Like sewage during the rainy season surging upward and pushing past manhole covers, the cry eddied around the stall, filled the bathroom, spilled into the raucous terminal, and swept over the crowds. The girl clamped her hand over the baby’s mouth but it was useless. The people exposed to the melancholy scream shuddered. In a space where the only code of conduct toward strangers was indifference, a strange, sudden shame seized them. In the newborn baby’s cry was a spell that hit each individual’s guilty conscience, and it sent a strong warning: save him from eminent tragedy, or else. Everyone stampeded like a startled herd of cows in the direction of the cry.
Before the girl’s delicate, bloodstained hand could smother the baby’s last breath, before she could put to sleep that fierce will to live, they swarmed in. A man kicked the door open, and the flimsy hinge flew into the air. If it weren’t for the fierce cries, like an awl piercing their ears, the crowd would have assumed they were witnessing a brutal murder scene, since the floor was soaked with the girl’s bloody secretions and amniotic fluid. The crowd, agitated by the smell of blood, screamed like monkeys. The flurry of their arms and legs resembled the sudden incarnation of a Hindu god.
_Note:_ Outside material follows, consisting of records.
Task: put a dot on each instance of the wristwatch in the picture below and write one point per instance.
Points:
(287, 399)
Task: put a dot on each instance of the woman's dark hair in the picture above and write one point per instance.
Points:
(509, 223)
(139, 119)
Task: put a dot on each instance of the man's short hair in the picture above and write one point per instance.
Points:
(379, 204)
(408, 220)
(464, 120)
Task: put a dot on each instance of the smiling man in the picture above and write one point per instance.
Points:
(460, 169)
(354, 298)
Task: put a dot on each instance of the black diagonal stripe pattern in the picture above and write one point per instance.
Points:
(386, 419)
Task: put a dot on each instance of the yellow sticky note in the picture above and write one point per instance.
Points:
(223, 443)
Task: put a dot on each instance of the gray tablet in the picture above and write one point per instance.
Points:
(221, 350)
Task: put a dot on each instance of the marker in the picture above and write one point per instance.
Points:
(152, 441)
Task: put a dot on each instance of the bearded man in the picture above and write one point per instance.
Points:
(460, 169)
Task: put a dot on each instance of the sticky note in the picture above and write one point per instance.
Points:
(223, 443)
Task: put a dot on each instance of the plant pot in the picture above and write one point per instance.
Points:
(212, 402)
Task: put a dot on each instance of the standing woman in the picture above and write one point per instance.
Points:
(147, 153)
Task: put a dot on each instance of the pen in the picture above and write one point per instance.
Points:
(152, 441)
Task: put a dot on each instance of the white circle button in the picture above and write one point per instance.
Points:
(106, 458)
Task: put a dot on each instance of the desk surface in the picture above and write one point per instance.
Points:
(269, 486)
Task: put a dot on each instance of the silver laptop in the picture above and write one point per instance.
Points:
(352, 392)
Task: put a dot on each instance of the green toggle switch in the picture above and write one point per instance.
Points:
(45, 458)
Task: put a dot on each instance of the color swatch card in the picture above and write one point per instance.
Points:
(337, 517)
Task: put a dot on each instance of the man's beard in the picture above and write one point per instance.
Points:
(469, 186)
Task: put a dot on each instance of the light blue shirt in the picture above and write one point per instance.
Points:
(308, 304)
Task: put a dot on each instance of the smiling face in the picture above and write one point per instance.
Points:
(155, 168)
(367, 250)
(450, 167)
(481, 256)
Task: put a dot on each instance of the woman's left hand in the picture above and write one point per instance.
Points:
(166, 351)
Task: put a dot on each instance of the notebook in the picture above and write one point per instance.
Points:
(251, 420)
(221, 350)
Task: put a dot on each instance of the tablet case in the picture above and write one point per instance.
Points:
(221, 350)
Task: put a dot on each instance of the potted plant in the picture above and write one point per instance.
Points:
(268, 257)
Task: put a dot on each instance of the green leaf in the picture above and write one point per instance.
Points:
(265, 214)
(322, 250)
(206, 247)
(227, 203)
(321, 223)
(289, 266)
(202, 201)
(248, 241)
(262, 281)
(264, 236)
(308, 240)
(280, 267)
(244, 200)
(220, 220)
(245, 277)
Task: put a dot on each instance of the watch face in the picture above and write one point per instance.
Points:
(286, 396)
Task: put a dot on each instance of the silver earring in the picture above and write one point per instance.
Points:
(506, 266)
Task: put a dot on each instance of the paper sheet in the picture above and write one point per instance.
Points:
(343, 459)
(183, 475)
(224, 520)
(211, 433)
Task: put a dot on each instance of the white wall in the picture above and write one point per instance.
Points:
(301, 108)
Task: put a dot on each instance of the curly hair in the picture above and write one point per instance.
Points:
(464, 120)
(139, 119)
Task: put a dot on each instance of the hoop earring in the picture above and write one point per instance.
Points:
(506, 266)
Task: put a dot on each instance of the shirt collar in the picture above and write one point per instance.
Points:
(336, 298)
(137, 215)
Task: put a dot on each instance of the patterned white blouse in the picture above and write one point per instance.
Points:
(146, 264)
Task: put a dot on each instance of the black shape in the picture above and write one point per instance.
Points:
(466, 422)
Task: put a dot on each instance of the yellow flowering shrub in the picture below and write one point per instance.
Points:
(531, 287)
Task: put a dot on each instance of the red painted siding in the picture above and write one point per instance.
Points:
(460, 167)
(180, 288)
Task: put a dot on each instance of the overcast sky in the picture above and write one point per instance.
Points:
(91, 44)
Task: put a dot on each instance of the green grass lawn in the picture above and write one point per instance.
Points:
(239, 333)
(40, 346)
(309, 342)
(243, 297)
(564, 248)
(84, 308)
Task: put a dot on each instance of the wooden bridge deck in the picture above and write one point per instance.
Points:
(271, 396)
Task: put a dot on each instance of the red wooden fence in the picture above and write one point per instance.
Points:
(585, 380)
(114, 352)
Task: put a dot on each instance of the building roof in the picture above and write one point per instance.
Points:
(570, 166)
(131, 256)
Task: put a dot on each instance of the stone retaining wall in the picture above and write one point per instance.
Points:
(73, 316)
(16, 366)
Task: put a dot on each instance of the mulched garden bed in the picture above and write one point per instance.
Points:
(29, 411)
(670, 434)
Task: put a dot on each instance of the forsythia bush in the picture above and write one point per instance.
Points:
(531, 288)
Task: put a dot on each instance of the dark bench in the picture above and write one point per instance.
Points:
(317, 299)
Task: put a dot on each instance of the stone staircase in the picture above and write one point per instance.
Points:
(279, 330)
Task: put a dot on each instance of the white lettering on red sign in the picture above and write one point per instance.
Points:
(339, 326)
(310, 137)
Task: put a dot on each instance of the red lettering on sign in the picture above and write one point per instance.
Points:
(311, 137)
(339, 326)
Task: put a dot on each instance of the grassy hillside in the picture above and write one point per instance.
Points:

A police car and an ambulance arrived quickly. The paramedic tranquilized the girl lying on the stretcher, who soon passed out. Her mind was transported to the two-story house of her childhood, herself asleep in a crib. A dark thundercloud hovered over. Was it about to rain, she wondered, as she continued gazing up. When the ambulance arrived at the emergency room, nurses easily lifted her and moved her to a bed. The girl suddenly looked around. Where is the bloody creature I was just holding? She didn’t remember seeing it in the ambulance. What was it called, that squishy, clammy body that cried so loudly? A jumble of words stirred and moved restlessly in her foggy brain. Then a word swam to the surface.
“The baby, where is the baby?” she screamed, rising from the bed until a young intern pushed her back down.